Naquele espaço escuro, eles não podiam se mover, não eram páreo para Lívia, e qualquer movimento precipitado só os colocaria em perigo.
Além disso, até mesmo Flávio estava em silêncio.
— Pronto, Yago, vou poupar sua vida por enquanto. — Lívia se endireitou e, apesar da escuridão, encontrou o caminho e saiu do camarote.
Quando ela saiu, o corredor, antes escuro, de repente se iluminou com um brilho fraco.
Eram vaga-lumes.
Esses vaga-lumes se reuniram, formando uma trilha de luz, permitindo que Lívia saísse na escuridão com facilidade.
Flávio gritou: — Parem-na!
No entanto, ninguém pôde responder. Apenas o som da risada zombeteira de Lívia ecoou.
— Flávio, olhe para sua própria situação antes de tentar me parar. É melhor acalmar os clientes do Clube Nunca Dorme primeiro.
Em seguida, o som de seus passos se distanciou cada vez mais.
Na pista de dança do primeiro andar.
— Onde está o Sr. Marques? O que está acontecendo esta noite? Por que ele ainda não veio nos dar uma explicação?
— Exatamente! Por que a energia acabou sem motivo? Isso é algum tipo de jogo especial?
— Precisamos de uma explicação para o que aconteceu esta noite!

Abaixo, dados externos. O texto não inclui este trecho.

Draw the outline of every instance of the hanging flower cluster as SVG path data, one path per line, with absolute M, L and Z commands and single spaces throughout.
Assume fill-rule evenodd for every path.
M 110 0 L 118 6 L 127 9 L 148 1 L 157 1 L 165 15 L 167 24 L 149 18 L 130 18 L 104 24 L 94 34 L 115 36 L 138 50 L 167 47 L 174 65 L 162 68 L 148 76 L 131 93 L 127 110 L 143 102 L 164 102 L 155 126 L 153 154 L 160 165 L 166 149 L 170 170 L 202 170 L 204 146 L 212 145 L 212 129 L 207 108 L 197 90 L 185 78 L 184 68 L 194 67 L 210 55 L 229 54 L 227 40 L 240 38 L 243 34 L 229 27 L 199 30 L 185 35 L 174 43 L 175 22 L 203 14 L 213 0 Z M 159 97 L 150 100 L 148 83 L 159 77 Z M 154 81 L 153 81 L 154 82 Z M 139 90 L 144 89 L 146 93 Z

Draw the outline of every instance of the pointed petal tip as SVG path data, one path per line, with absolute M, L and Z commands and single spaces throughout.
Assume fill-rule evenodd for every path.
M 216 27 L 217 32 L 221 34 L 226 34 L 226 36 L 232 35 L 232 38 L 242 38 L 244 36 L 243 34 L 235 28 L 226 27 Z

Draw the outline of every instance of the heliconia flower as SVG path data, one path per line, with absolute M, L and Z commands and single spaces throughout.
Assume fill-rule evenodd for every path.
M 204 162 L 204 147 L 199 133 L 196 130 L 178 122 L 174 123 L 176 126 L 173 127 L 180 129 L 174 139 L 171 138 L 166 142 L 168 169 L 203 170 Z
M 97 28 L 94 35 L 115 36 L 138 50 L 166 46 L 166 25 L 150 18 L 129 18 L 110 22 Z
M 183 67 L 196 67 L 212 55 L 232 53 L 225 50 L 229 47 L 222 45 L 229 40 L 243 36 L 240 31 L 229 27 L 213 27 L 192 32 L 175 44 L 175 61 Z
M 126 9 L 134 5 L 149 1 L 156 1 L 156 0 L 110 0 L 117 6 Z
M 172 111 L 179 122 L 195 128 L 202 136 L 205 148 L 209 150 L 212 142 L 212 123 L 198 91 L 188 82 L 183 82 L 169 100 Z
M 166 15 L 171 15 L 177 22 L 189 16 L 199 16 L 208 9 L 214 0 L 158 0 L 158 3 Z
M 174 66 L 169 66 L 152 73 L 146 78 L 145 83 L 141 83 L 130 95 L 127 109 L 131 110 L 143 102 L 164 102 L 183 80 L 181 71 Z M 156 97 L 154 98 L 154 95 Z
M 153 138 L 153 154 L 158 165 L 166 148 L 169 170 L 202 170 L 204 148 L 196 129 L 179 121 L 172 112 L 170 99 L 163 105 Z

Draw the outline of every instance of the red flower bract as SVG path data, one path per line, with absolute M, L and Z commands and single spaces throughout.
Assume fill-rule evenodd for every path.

Os clientes, antes agitados e cheios de reclamações, viram uma fonte de luz se aproximando e olharam curiosos.
— O que é aquilo? Por que está brilhando?
— Acho que já li sobre isso em algum livro...
— Isso mesmo! São vaga-lumes, acho que se chamam vaga-lumes!
— Então existem mesmo essas criaturas brilhantes! É a primeira vez que vejo isso em toda a minha vida!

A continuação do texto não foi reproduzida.